We use \(\mathrm K\) for refering to \(\mathrm G\mathrm G^{\intercal}\) when appropriate. The module glimix_core.glmm implements two algorithms for parameter fitting via Maximum Likelihood 1: Expectation Propagation approximation 2 when the likelihood is not normally distributed (refer to GLMMExpFam); a closed-form solution otherwise (refer to GLMMNormal).

Exponential family likelihood¶

class glimix_core.glmm.GLMMExpFam(y, lik, X, QS=None, n_int=1000, rtol=1.49e-05, atol=1.49e-08)[source]¶

Generalised Linear Gaussian Processes implementation.

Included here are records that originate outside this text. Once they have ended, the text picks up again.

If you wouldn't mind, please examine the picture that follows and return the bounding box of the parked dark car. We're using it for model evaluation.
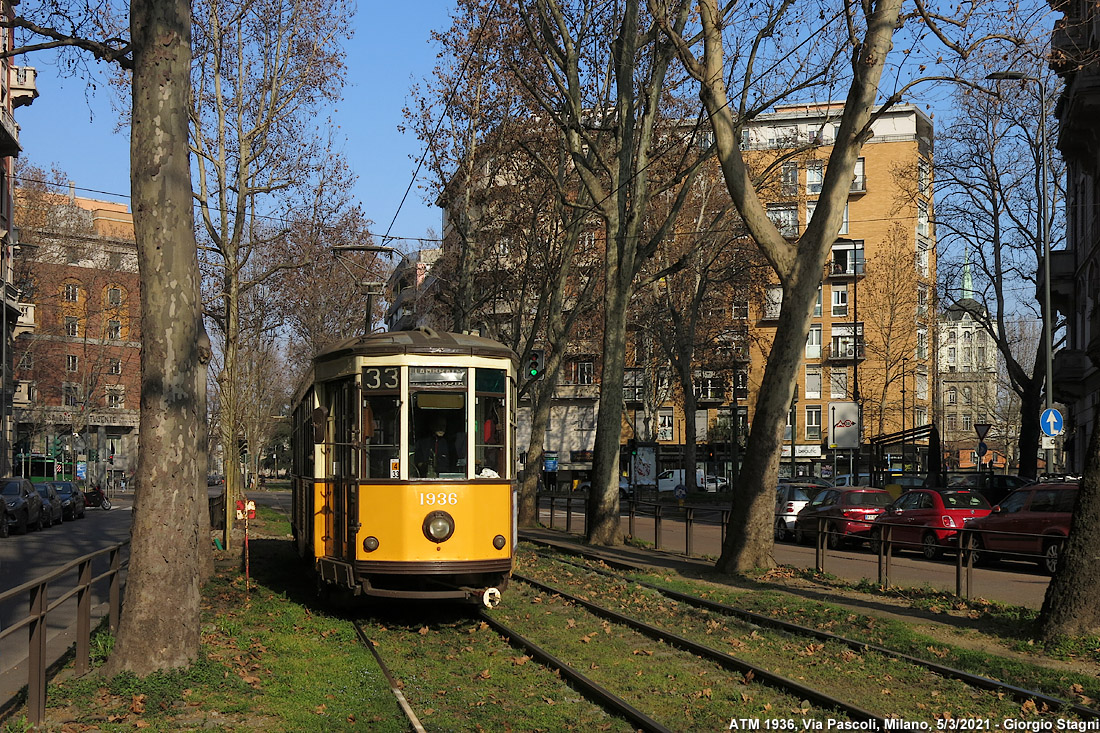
[34,481,65,527]
[0,477,46,533]
[794,488,893,549]
[947,471,1032,506]
[871,489,990,560]
[52,481,86,519]
[969,482,1078,575]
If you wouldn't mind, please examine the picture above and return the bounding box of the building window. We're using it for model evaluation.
[806,326,822,359]
[565,361,594,384]
[768,204,799,237]
[806,405,822,440]
[851,158,867,193]
[833,283,848,316]
[806,367,822,400]
[916,198,932,237]
[657,409,674,440]
[828,369,848,398]
[806,161,825,196]
[806,201,848,234]
[779,161,799,196]
[763,285,783,319]
[62,382,79,407]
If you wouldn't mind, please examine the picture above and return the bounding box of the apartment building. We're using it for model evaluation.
[13,189,141,482]
[1040,0,1100,473]
[734,105,936,477]
[0,1,39,475]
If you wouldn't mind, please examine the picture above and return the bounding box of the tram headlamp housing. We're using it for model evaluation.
[424,512,454,543]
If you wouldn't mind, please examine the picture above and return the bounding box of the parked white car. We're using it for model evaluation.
[776,482,822,541]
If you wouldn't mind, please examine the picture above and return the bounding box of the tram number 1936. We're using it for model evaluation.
[420,491,459,506]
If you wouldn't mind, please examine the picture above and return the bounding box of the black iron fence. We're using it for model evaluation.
[0,540,130,726]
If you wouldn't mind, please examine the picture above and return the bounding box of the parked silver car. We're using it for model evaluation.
[776,482,822,541]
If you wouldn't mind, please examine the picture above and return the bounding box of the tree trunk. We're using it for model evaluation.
[585,256,633,545]
[1019,376,1051,478]
[1040,413,1100,642]
[105,0,209,676]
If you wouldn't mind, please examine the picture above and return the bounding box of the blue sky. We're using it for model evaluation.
[15,0,451,245]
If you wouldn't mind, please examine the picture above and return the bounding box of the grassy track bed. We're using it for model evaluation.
[520,541,1091,722]
[493,568,844,731]
[362,607,630,732]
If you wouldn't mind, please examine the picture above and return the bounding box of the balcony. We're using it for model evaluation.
[822,341,867,362]
[11,66,39,107]
[0,106,23,157]
[1053,349,1095,402]
[1035,250,1076,314]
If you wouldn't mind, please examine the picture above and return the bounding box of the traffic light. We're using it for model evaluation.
[527,349,546,380]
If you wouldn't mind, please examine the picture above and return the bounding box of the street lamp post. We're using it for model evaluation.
[986,69,1054,473]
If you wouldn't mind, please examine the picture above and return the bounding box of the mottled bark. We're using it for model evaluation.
[105,0,209,676]
[1040,420,1100,641]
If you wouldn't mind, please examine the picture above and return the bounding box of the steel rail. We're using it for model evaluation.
[512,573,886,731]
[525,537,1100,720]
[352,621,427,733]
[481,611,672,733]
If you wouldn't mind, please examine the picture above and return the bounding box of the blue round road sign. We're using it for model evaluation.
[1038,407,1066,438]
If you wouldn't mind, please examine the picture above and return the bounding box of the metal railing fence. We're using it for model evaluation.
[0,540,130,726]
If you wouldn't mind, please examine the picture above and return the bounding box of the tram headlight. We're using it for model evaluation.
[424,512,454,543]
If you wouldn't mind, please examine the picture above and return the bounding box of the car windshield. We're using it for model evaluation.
[941,491,989,508]
[847,491,893,506]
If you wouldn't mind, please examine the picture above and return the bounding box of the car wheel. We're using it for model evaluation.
[1038,539,1062,576]
[794,525,810,545]
[921,532,943,560]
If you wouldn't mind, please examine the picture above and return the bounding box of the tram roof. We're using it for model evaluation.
[315,328,518,363]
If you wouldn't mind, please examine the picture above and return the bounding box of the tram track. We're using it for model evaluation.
[524,537,1100,721]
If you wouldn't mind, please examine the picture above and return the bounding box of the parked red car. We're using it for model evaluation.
[870,489,990,560]
[969,482,1078,575]
[794,486,893,549]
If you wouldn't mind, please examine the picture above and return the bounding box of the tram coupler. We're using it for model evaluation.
[475,588,501,609]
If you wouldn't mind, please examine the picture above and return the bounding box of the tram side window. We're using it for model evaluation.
[360,367,400,479]
[474,369,508,479]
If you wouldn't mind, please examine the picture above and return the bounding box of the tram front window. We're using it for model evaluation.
[409,367,469,479]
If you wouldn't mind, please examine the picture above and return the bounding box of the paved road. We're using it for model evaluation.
[539,505,1051,609]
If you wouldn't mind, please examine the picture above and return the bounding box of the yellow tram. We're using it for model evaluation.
[292,329,516,606]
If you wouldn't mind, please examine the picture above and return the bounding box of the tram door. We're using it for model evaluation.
[329,378,359,558]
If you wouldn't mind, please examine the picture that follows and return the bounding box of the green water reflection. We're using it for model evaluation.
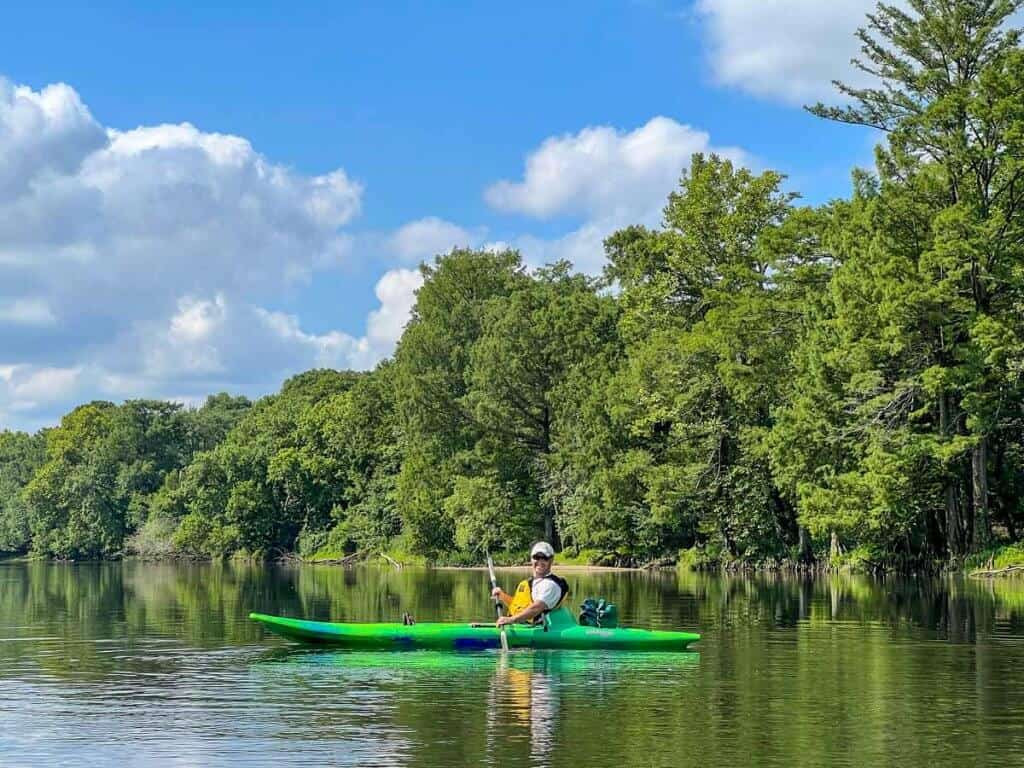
[0,562,1024,768]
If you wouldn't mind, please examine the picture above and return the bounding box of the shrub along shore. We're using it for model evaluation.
[0,0,1024,570]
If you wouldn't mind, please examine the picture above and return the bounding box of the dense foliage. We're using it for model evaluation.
[0,0,1024,564]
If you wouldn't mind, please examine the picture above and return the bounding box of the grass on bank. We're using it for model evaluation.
[964,542,1024,574]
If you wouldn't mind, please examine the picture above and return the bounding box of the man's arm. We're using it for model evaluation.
[498,600,548,627]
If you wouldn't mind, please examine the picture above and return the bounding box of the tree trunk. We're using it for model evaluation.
[971,437,992,552]
[797,525,814,563]
[939,392,963,561]
[828,530,843,557]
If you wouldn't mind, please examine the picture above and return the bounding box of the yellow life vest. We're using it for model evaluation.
[509,579,534,615]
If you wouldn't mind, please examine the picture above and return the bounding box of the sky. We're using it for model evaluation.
[0,0,892,430]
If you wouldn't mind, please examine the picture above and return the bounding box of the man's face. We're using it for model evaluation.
[534,555,551,578]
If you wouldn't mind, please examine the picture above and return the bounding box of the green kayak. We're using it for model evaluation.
[249,608,700,651]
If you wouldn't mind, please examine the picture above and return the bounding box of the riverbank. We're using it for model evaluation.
[8,543,1024,579]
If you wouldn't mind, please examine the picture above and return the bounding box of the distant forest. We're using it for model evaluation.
[0,0,1024,567]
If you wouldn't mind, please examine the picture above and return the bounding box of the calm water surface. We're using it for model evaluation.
[0,563,1024,768]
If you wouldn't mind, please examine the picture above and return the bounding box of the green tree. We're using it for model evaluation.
[394,249,527,555]
[0,430,46,554]
[811,0,1024,558]
[464,262,617,546]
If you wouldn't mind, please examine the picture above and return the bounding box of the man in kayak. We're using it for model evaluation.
[492,542,569,627]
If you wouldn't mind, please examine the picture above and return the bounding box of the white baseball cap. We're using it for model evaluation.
[529,542,555,559]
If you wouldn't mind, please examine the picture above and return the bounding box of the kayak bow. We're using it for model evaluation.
[249,608,700,651]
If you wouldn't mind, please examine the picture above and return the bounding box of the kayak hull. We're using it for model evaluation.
[249,612,700,651]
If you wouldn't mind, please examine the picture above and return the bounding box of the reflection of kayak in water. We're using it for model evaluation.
[260,646,700,679]
[249,608,700,651]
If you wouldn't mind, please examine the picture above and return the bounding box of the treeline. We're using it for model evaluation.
[0,0,1024,564]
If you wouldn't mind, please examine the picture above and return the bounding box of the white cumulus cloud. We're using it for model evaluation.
[387,216,484,263]
[484,117,749,273]
[484,117,743,218]
[697,0,876,104]
[0,79,413,428]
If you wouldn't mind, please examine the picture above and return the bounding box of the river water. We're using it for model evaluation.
[0,562,1024,768]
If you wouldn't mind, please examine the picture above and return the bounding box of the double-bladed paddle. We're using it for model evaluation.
[487,554,509,651]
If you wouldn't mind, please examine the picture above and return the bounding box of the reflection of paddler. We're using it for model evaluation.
[492,542,569,627]
[487,654,558,763]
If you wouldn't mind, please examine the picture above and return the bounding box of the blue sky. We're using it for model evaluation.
[0,0,872,429]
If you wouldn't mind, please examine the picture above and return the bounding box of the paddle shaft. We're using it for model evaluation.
[487,555,509,651]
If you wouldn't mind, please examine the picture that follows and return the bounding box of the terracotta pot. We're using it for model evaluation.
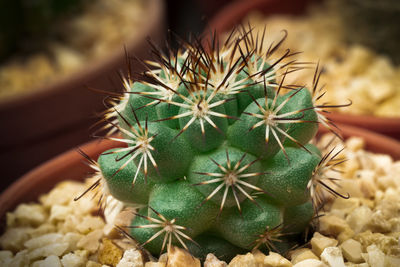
[205,0,400,139]
[0,0,165,186]
[0,125,400,232]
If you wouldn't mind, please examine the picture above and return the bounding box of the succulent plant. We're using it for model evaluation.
[77,27,346,258]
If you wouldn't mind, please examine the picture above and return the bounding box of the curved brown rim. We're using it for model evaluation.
[0,140,120,220]
[204,0,400,134]
[0,125,400,226]
[0,0,164,110]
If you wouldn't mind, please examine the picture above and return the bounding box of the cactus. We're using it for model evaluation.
[76,27,346,258]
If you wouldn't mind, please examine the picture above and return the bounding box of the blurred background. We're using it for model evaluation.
[0,0,400,191]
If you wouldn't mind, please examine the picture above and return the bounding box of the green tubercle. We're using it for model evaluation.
[98,149,154,204]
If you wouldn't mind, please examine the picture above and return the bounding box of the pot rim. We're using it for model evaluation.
[0,124,400,232]
[0,0,164,109]
[203,0,400,133]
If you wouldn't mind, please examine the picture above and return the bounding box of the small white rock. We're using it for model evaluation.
[204,253,228,267]
[293,259,328,267]
[61,253,86,267]
[116,249,143,267]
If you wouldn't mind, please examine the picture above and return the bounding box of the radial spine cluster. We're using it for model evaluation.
[79,26,348,258]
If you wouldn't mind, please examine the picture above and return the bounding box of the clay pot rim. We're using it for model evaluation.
[0,125,400,232]
[0,0,164,111]
[203,0,400,134]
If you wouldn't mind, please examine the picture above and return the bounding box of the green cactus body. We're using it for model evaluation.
[257,144,321,206]
[187,147,262,207]
[228,98,284,159]
[178,92,228,152]
[130,122,193,182]
[216,197,283,250]
[90,28,335,257]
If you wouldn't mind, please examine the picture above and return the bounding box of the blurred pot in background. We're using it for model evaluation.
[0,0,166,189]
[332,0,400,64]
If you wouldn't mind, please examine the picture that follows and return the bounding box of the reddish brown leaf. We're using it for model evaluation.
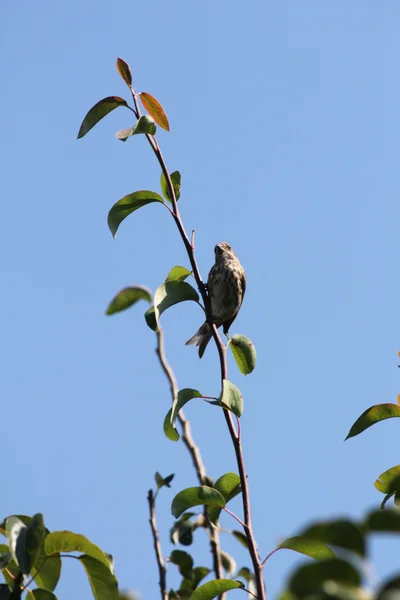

It implements inference over GLMMs via the Expectation Propagation [Min01] algorithm. It currently supports the "Bernoulli", "Probit", "Binomial", and "Poisson" likelihoods. (For heterogeneous Normal likelihood, please refer to glimix_core.glmm.GLMMNormal for a closed-form inference.)

Parameters

y (array_like) – Outcome variable.
lik (tuple) – Likelihood definition. The first item is one of the following likelihood names: "Bernoulli", "Binomial", "Normal", and "Poisson". For Binomial, the second item is an array of outcomes.
X (array_like) – Covariates.
QS (tuple) – Economic eigendecomposition.

Example

>>> from numpy import dot, sqrt, zeros
>>> from numpy.random import RandomState
>>>
>>> from numpy_sugar.linalg import economic_qs
>>>
>>> from glimix_core.glmm import GLMMExpFam
>>>
>>> random = RandomState(0)
>>> nsamples = 10
>>>
>>> X = random.randn(nsamples, 2)
>>> G = random.randn(nsamples, 100)
>>> K = dot(G, G.T)
>>> ntrials = random.randint(1, 100, nsamples)
>>> z = dot(G, random.randn(100)) / sqrt(100)
>>>
>>> successes = zeros(len(ntrials), int)
>>> for i in range(len(ntrials)):
...    successes[i] = sum(z[i] + 0.2 * random.randn(ntrials[i]) > 0)
>>>
>>> QS = economic_qs(K)
>>>
>>> glmm = GLMMExpFam(successes, ('binomial', ntrials), X, QS)
>>> print('Before: %.2f' % glmm.lml())
Before: -16.40
>>> glmm.fit(verbose=False)
>>> print('After: %.2f' % glmm.lml())
After: -13.43

property beta¶

Fixed-effect sizes.

Returns: \(\boldsymbol\beta\).
Return type: numpy.ndarray

copy()¶: Create a copy of this object.

covariance()[source]¶

Covariance of the prior.

Returns: \(v_0 \mathrm K + v_1 \mathrm I\).
Return type: numpy.ndarray

property delta¶

Get or set the ratio of variance between K and I.

Returns: \(\delta\).
Return type: float

fit(verbose=True, factr=100000.0, pgtol=1e-07)[source]¶

Maximise the marginal likelihood.

Parameters

verbose (bool) – True for progress output; False otherwise. Defaults to True.
factr (float, optional) – The iteration stops when (f^k - f^{k+1})/max{|f^k|,|f^{k+1}|,1} <= factr * eps, where eps is the machine precision.
pgtol (float, optional) – The iteration will stop when max{|proj g_i | i = 1, ..., n} <= pgtol where pg_i is the i-th component of the projected gradient.

Notes

Please, refer to scipy.optimize.fmin_l_bfgs_b() for further information about factr and pgtol.

fix(var_name)[source]¶

Prevent a variable to be adjusted.

Parameters: var_name (str) – Variable name.

gradient()[source]¶

Gradient of the log of the marginal likelihood.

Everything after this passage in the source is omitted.